My Book and Podcast Recommendations




In today's post I wanted to share some of my recommendations of books and podcasts that have helped me, soothed me and even brought some laughter into my darker moments.

I was inspired to write this after the lovely Madeleine, from the blog Madeleine Loves, shared a post this week on the books that have helped her. She mentioned some wonderful choices and well known books that have given a lot of comfort to many people ( and also a lovely shout out to this blog too), so I shall link to Madeleine's post here for you to check those out:

http://madeleineloves.com/2018/12/10/books-about-grief/ 

In terms of my own recommendations, here are a couple of my discoveries:

Grief Cast Podcast


This wonderful podcast is hosted by comedian Cariad Lloyd, whose father died when she was 15. 
In her own words she created the podcast 'to talk, share and laugh about the weirdness of grief and death.' 
Each week she talks to a different comedian or familiar face, about their own personal loss, and we get to learn about their experience and how they have dealt with it thus far.
Each time I listen I feel empathy, sadness but most importantly I laugh. I laugh at the peculiar moments, the humorous moments...because they are there, and you need to find them. 

A personal favourite of mine is episode 60 featuring the brilliant Emma Freud and Katherine Ryan. Emma talks of her hatred of when people asked her 'Is there anything I can do?'. Her thoughts on this are... 'Give me a present. It's not rocket science! Of course there is something you can do...I am really sad and you've got some money. Send me a scented candle for god's sake!'

You really do need to hear Emma speak these words to feel the humour, but it certainly tickled me. 

I would highly recommend tuning in. 

With The End In Mind by Kathryn Mannix


This may not be a book that you want to read straight away, but I do think that it is a great and important read. 
Dr Kathryn Mannix is on a mission to reclaim public understanding of dying, and to give us permission to talk about death. 
In her book she tells many stories of her patients over the years that she met and cared for, as a palliative care consultant, and shares their experiences and how they lived whilst dying. How they accepted death, and dealt with the physical process. 

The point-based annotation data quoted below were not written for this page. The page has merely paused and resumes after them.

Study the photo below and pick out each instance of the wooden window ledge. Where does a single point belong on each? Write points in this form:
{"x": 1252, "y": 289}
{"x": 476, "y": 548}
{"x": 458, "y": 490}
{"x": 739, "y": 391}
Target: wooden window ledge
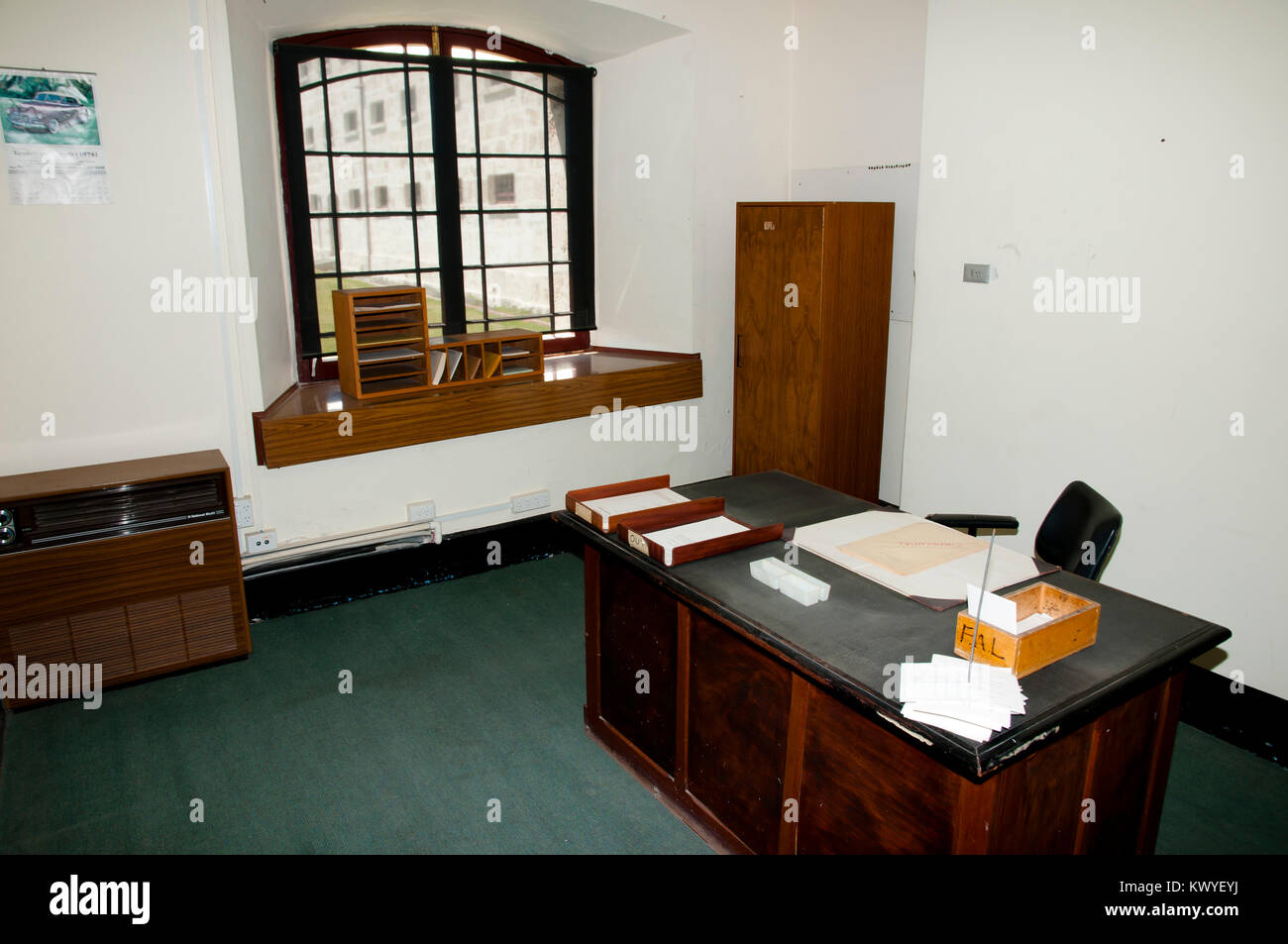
{"x": 304, "y": 424}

You see, death is extremely scary to us all, and this is because we don't how what to expect. 
Albeit very sad in places, this book taught me that in the same way that our bodies are designed to give birth, there is a process to dying. A slow process, that is very normal and not to be feared. As long as the person in question is kept out of pain, which they can be with medication, then it is not a frightening experience. 

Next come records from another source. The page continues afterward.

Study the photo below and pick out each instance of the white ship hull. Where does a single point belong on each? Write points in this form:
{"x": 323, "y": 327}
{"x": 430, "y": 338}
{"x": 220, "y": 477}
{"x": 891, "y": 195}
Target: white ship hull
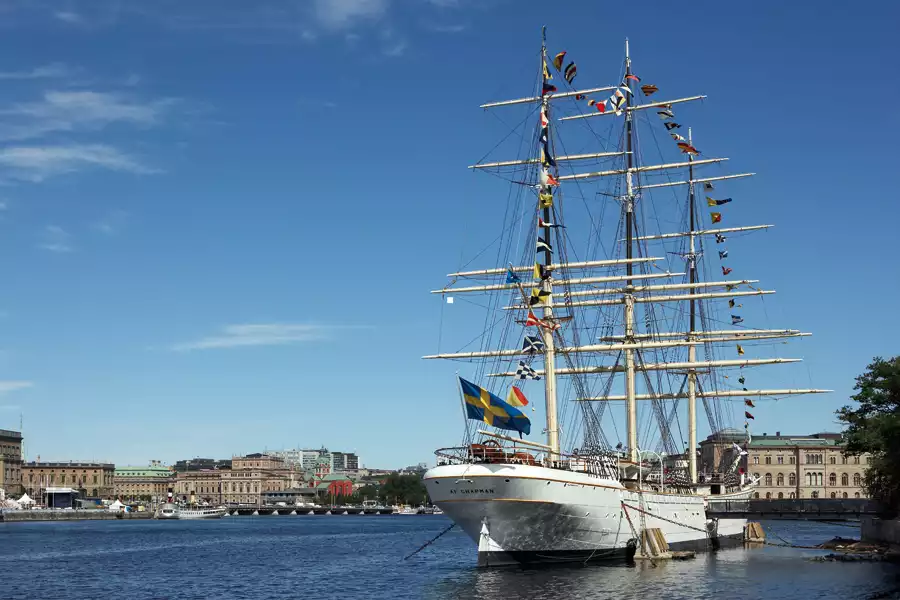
{"x": 526, "y": 514}
{"x": 171, "y": 511}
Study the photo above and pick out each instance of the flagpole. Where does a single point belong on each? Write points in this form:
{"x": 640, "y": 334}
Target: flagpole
{"x": 546, "y": 333}
{"x": 628, "y": 297}
{"x": 462, "y": 400}
{"x": 692, "y": 351}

I also learnt (which may sound bizarre) that my mum's death was 'normal', and for that I am very grateful and took comfort. Comfort in the knowledge that other people would have experienced the same process as me, and it also helped me to understand each stage and I now can look back and know what was happening. 

Death is very odd, but this does open up a conversation, and I think it is an important read for anyone. You realise the wonderful qualities of humans; their courage and love. 


I do hope that these suggestions, as well as Madeleine's, can be helpful to you and bring you a little comfort when needed. 
Please do let me know if you have discovered anything yourself too, I would love to hear.